Carlos Segundo discusses his new project MILK POWDER with Screen Daily

First published on Screen Daily by Emilio Mayorga

 

The Brazilian filmmaker’s short film Sideral screened at Cannes and was longlisted for the Oscars. Now his second feature is generating buzz.

 

The director’s fifth short Sideral, about a woman who wants to escape her marriage by hiding in a rocket and going to space, was shot in black and white and an oppressive 4:3 ratio. “Sideral is a perfect reference of the kind of cinema I want to make,” Segundo explains. “Tragicomic dramas that strike the audience when they don’t expect it.”

The co-production between France’s Les Valseurs and Brazil’s O Sopro do Tempo and Casa da Praia has played festivals including Cannes, Palm Springs and Telluride — and is shortlisted for an Oscar, the only South American film on this year’s list.

Since Sideral, Segundo has made his sixth short Big Bang, a take on the B-movie genre, winning best auteur short film at the 2022 Locarno Film Festival and now set for a showcase at Clermont-Ferrand International Short Film Festival in late January.

He also has a feature under his belt, the 2020 film Slits, about a researcher in quantum physics that was a prize winner at Vancouver Latin American Film Festival that year. He is now prepping his second feature Milk Powder, which aims to shoot by the end of this year.
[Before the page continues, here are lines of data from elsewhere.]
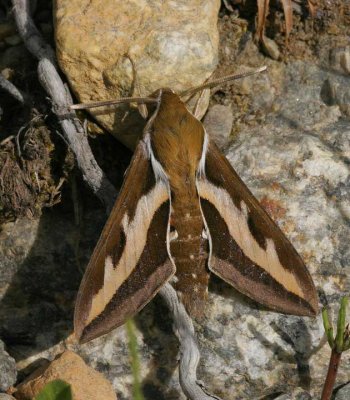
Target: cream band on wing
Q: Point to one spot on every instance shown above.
(136, 237)
(237, 223)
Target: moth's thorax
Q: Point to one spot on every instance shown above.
(177, 139)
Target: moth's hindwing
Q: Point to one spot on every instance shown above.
(130, 262)
(247, 249)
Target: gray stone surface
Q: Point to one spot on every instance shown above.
(4, 396)
(8, 372)
(296, 161)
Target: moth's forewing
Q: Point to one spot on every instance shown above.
(130, 262)
(248, 250)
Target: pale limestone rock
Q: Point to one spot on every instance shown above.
(218, 123)
(296, 162)
(86, 383)
(172, 44)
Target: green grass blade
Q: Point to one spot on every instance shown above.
(134, 358)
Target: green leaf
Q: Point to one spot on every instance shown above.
(134, 358)
(328, 327)
(55, 390)
(339, 340)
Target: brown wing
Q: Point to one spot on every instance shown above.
(248, 250)
(130, 262)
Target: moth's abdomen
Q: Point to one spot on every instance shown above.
(189, 250)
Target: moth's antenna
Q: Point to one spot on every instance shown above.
(122, 100)
(220, 81)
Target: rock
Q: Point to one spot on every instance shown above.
(343, 393)
(86, 383)
(297, 394)
(4, 396)
(297, 164)
(270, 48)
(336, 92)
(218, 123)
(340, 59)
(13, 40)
(172, 44)
(7, 29)
(8, 372)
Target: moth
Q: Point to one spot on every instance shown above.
(183, 213)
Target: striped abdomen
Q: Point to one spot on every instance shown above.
(189, 250)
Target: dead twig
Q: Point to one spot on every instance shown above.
(10, 88)
(70, 124)
(97, 181)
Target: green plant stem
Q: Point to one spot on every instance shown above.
(134, 357)
(331, 375)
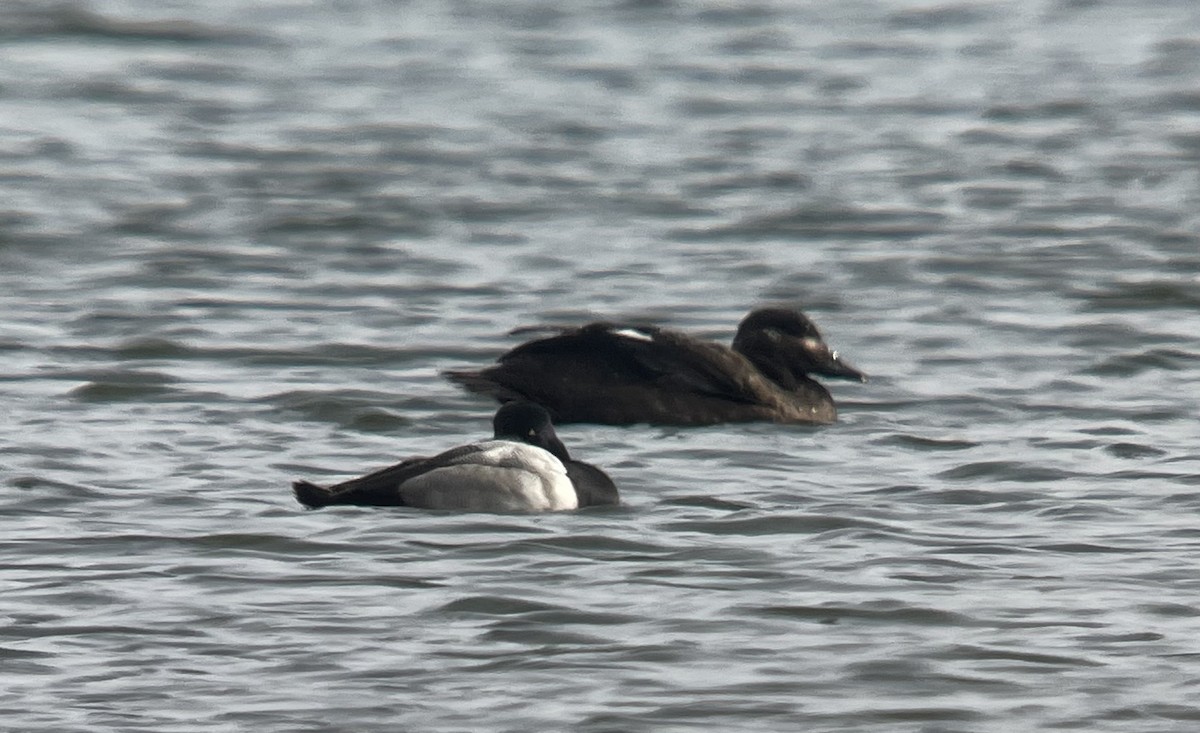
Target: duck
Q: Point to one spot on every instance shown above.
(619, 373)
(523, 468)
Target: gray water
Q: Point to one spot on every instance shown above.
(239, 241)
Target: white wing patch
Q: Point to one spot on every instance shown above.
(501, 475)
(634, 334)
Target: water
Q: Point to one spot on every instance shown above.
(239, 242)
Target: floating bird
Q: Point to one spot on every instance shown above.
(622, 374)
(525, 468)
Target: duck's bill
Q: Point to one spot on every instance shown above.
(822, 360)
(837, 367)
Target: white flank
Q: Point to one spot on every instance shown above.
(501, 475)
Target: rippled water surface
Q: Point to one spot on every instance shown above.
(239, 241)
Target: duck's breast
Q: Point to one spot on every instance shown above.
(497, 475)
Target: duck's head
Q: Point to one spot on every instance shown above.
(528, 422)
(786, 346)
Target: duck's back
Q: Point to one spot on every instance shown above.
(497, 475)
(621, 374)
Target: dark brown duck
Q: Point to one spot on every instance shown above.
(622, 374)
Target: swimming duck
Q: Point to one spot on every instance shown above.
(525, 468)
(622, 374)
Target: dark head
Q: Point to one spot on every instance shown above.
(528, 422)
(786, 346)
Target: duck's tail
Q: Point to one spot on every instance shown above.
(312, 496)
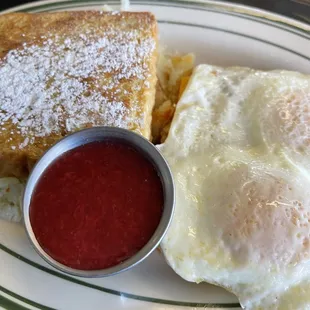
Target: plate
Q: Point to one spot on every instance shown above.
(218, 33)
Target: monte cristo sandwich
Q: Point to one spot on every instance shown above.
(61, 72)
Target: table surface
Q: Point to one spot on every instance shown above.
(298, 9)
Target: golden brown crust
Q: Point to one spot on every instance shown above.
(137, 95)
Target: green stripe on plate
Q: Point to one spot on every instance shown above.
(5, 302)
(10, 305)
(115, 292)
(184, 4)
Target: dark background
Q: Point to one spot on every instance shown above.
(298, 9)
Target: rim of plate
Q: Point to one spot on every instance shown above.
(9, 298)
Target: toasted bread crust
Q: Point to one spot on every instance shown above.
(137, 95)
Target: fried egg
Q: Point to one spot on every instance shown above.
(238, 148)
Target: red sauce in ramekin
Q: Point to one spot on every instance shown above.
(96, 205)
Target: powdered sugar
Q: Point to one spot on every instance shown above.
(64, 84)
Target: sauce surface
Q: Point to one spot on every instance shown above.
(96, 205)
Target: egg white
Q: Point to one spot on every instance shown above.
(239, 148)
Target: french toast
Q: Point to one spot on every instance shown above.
(64, 71)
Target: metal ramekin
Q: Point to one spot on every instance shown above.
(99, 134)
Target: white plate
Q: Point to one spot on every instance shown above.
(218, 33)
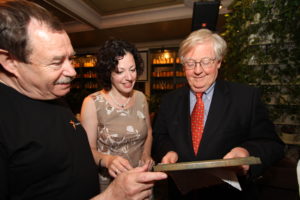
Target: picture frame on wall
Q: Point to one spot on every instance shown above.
(144, 75)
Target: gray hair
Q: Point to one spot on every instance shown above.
(200, 36)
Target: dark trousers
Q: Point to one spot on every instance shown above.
(221, 191)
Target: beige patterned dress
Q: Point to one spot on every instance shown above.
(121, 131)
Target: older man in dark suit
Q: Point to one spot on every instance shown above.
(213, 119)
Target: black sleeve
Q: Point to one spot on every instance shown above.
(3, 170)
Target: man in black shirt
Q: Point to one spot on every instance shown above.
(44, 152)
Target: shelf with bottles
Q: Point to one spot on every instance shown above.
(166, 70)
(86, 75)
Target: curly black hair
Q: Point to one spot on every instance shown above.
(108, 59)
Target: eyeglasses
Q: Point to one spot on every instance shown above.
(205, 63)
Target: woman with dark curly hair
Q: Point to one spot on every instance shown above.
(116, 118)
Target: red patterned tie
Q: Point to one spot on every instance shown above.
(197, 122)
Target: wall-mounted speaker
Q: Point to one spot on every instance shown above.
(205, 15)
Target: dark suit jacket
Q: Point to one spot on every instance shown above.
(236, 117)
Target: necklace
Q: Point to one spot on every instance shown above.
(117, 103)
(3, 82)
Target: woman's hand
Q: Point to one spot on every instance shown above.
(116, 165)
(146, 159)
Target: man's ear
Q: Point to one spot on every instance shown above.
(8, 62)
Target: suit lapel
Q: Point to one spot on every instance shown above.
(184, 129)
(217, 112)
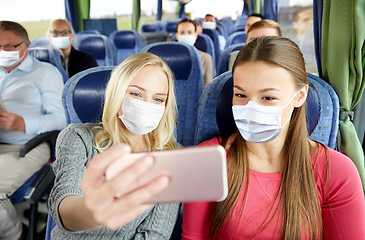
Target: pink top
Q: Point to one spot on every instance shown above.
(343, 204)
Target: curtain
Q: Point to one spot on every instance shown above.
(136, 14)
(343, 62)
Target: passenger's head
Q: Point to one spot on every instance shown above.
(270, 71)
(61, 33)
(186, 31)
(199, 29)
(302, 20)
(141, 81)
(209, 22)
(263, 28)
(252, 18)
(14, 44)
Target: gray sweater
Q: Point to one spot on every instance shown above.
(74, 149)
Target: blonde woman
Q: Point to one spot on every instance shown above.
(139, 115)
(61, 34)
(282, 185)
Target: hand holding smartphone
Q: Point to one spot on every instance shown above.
(195, 173)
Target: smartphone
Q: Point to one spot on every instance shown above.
(195, 173)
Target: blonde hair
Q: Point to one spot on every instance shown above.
(48, 32)
(113, 131)
(299, 197)
(265, 23)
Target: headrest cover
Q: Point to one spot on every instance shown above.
(177, 57)
(89, 94)
(92, 44)
(125, 39)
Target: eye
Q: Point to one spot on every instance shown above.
(268, 98)
(136, 94)
(159, 100)
(240, 95)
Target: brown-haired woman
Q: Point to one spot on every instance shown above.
(282, 185)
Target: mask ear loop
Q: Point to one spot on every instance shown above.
(291, 111)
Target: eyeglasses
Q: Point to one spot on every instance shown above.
(63, 33)
(9, 47)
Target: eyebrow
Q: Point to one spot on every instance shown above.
(262, 90)
(141, 88)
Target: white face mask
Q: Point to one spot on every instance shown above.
(189, 39)
(140, 117)
(209, 25)
(257, 123)
(10, 59)
(61, 42)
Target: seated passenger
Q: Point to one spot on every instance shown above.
(282, 185)
(31, 91)
(186, 33)
(302, 22)
(199, 28)
(61, 33)
(139, 116)
(261, 28)
(209, 22)
(251, 19)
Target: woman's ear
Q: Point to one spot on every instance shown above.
(301, 96)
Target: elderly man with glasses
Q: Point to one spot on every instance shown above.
(31, 92)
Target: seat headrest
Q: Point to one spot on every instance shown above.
(239, 38)
(124, 39)
(201, 44)
(93, 44)
(177, 57)
(88, 96)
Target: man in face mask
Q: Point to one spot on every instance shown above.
(209, 22)
(31, 92)
(186, 33)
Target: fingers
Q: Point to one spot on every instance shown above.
(131, 205)
(118, 184)
(94, 174)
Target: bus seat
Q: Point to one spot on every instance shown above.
(213, 34)
(149, 27)
(97, 45)
(82, 100)
(39, 185)
(85, 32)
(240, 23)
(184, 61)
(126, 44)
(83, 95)
(223, 63)
(205, 44)
(43, 41)
(222, 29)
(236, 37)
(50, 55)
(215, 110)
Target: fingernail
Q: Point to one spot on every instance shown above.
(163, 182)
(124, 148)
(147, 161)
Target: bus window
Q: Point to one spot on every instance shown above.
(120, 10)
(34, 15)
(296, 21)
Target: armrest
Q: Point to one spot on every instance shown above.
(49, 137)
(41, 185)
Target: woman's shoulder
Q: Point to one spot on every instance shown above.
(72, 131)
(336, 171)
(210, 142)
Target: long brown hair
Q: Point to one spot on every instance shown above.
(299, 198)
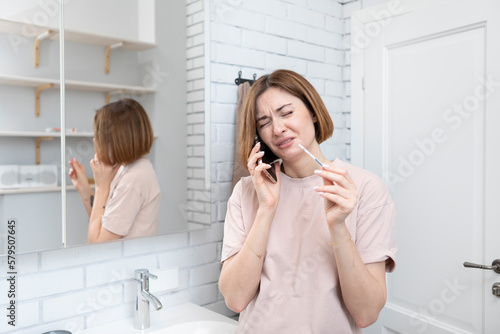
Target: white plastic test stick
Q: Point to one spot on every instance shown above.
(310, 154)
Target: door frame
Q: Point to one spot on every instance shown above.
(377, 18)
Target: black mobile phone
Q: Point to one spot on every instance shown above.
(269, 158)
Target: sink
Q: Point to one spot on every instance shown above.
(186, 318)
(199, 327)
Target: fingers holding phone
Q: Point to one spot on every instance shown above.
(265, 177)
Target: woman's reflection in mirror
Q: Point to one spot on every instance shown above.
(126, 202)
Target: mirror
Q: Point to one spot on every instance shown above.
(145, 42)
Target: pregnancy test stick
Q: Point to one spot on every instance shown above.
(310, 154)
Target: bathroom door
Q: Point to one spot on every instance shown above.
(426, 118)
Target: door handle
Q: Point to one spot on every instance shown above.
(495, 289)
(495, 266)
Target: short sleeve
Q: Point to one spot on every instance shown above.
(376, 225)
(121, 210)
(234, 229)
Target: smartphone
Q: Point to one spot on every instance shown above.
(268, 158)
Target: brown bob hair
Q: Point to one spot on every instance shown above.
(122, 132)
(294, 84)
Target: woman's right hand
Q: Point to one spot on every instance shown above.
(268, 193)
(78, 176)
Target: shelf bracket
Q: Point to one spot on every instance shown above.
(108, 51)
(37, 97)
(113, 92)
(37, 148)
(37, 45)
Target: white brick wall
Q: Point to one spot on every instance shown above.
(85, 286)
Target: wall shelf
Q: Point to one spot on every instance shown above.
(19, 191)
(43, 84)
(40, 33)
(36, 134)
(13, 80)
(22, 28)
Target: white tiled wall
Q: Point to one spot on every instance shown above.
(85, 286)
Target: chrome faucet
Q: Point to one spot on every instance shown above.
(143, 298)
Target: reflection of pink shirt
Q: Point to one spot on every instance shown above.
(133, 205)
(299, 287)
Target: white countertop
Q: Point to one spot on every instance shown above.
(160, 319)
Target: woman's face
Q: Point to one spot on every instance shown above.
(284, 122)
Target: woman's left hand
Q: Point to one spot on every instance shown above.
(339, 192)
(103, 174)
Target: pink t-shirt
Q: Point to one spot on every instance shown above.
(299, 288)
(133, 206)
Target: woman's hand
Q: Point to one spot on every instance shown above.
(339, 192)
(103, 174)
(268, 193)
(78, 176)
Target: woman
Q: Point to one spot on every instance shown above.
(126, 203)
(307, 254)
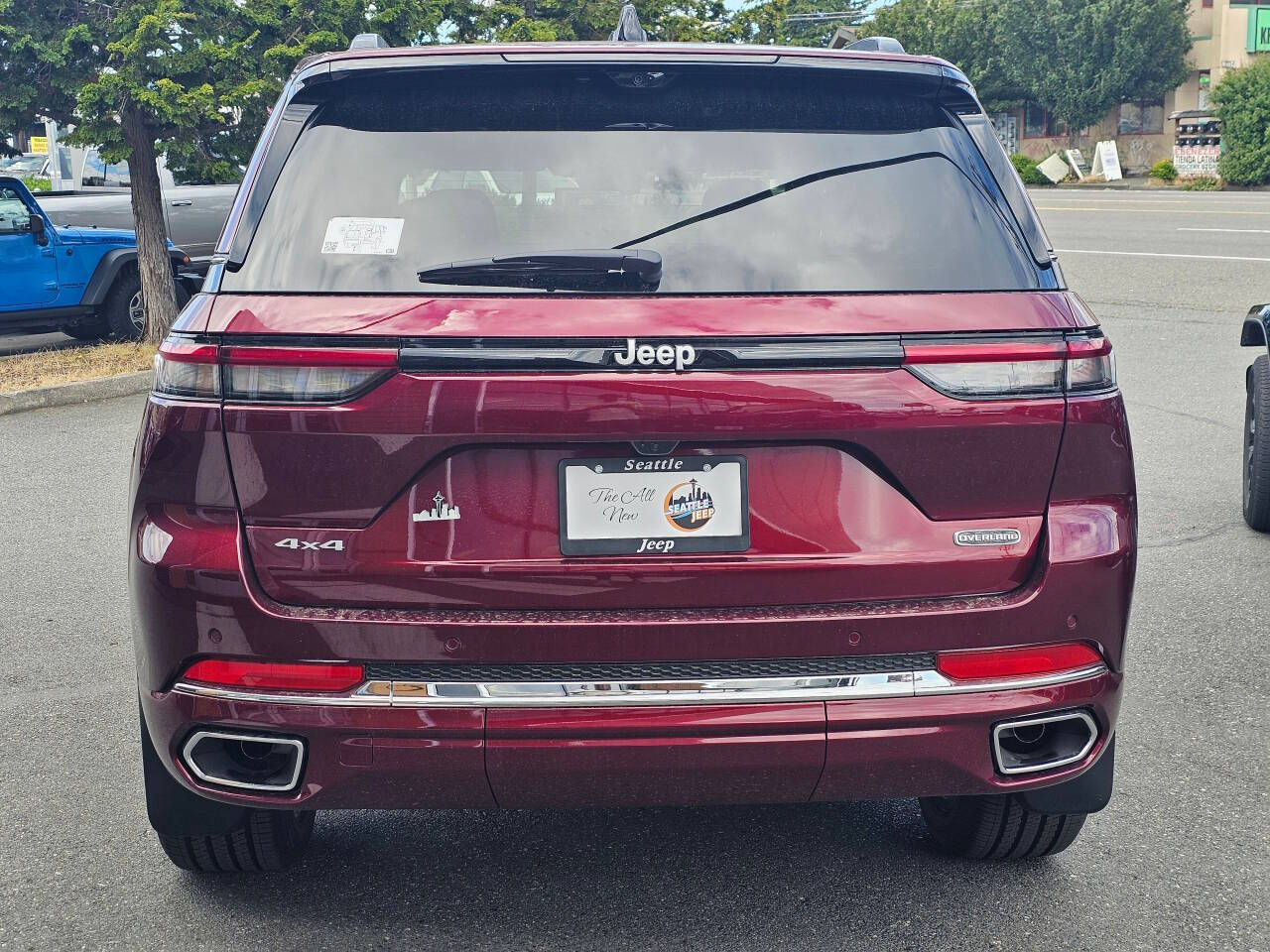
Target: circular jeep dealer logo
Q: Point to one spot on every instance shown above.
(689, 507)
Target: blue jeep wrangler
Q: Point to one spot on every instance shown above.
(82, 282)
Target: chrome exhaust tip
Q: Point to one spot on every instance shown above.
(1043, 743)
(244, 761)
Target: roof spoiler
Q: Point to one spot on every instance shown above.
(368, 41)
(876, 45)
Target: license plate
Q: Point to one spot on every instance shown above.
(654, 506)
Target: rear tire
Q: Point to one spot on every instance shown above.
(122, 306)
(268, 841)
(997, 828)
(1256, 447)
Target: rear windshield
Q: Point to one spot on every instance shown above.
(742, 184)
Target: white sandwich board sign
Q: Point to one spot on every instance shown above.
(1106, 162)
(1078, 162)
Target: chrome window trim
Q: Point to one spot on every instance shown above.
(243, 784)
(642, 693)
(1049, 765)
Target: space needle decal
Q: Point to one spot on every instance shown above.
(440, 511)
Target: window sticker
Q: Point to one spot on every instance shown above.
(362, 236)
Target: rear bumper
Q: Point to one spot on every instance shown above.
(452, 757)
(193, 594)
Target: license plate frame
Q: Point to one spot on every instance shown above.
(662, 475)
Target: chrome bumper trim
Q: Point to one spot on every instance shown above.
(740, 690)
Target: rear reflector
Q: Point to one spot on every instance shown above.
(1026, 661)
(268, 675)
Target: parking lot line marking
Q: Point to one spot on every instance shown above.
(1239, 231)
(1155, 254)
(1171, 211)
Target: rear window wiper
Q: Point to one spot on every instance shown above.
(580, 270)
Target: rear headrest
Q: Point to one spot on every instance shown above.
(449, 225)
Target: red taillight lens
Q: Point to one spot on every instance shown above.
(1089, 365)
(304, 375)
(187, 368)
(1017, 661)
(270, 675)
(983, 370)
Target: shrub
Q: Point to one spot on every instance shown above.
(1028, 171)
(1242, 102)
(1203, 182)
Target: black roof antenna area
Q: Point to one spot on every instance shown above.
(629, 28)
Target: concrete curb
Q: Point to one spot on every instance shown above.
(80, 393)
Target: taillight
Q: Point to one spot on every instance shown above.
(1032, 660)
(303, 375)
(271, 675)
(187, 368)
(984, 370)
(1089, 365)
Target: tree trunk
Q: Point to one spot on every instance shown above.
(158, 290)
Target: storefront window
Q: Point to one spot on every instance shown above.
(1142, 116)
(1039, 123)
Segundo wants “to make films on the borderline between auteur and mainstream cinema. I want my films to be accessible to a wider audience, with a direct narrative but also offering multiple layers that subtly take the audience elsewhere. What drives me to create is to always experiment with a new form, a new genre. I like to take risks.”

Milk Powder has received a development grant from Rotterdam’s Hubert Bals Fund and is pitching the project at the Script Station lab during Berlin, which he is attending as part of Berlinale Talents.

Segundo’s regular partners O Sopro do Tempo and Les Valseurs are producing the feature as a co-production with Germany’s Black Forest. It will be his first foray into romantic comedy, revolving around the life of a wannabe rocker who still lives with his grandmother at nearly 40. When she dies, he keeps her body at home until her pension arrives. “I see this character in the vein of Barry Egan [from Punch-Drunk Love] or Rob Gordon [from High Fidelity],” Segundo explains.

“I just can’t stay away from film sets,” he adds. “The more I shoot, the more I feel I am growing and the happier I feel.”